Für mich kann es nur eine Lösung geben, die aber viel Aufmerksamkeit und Pflege benötigt: Kommunikation. Schlägt sie auf ganzer Linie fehl, ergibt alles andere so gut wie keinen Sinn mehr. Manche Dinge können wir durch Nachdenken nicht verstehen, sondern nur durchs Nachfragen. Und selbst wenn wir befriedigende Antworten bekommen ist es oftmals immer noch unglaublich schwer aus diesen klug zu werden. Ich mag es eigentlich nicht so sehr in einem Fließtext einen Appell einzubauen, aber ich mache wohl eine Ausnahme: Kommuniziert! Und zwar ehrlich und offen. Mal vielleicht zum Selbstschutz leicht ironisch, aber immer aufrichtig. Wenn wir aufhören miteinander zu sprechen stirbt etwas in uns. Und zwischen uns.
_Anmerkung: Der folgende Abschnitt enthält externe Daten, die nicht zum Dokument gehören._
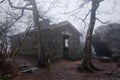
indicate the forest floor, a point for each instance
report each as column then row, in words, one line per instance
column 66, row 70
Schwierig an diesem Gedanken ist wohl nur, dass der Gegenpart ebenfalls immer zur Kommunikation bereit sein muss. Ansonsten steht man vor verschlossenen Toren. Und es bleibt einem nichts anderes übrig als einen enttäuschten Seufzer loszulassen, tief ein und auszuatmen und zu versuchen weiter zu machen. Zu kommunizieren. Zu leben. Zu atmen.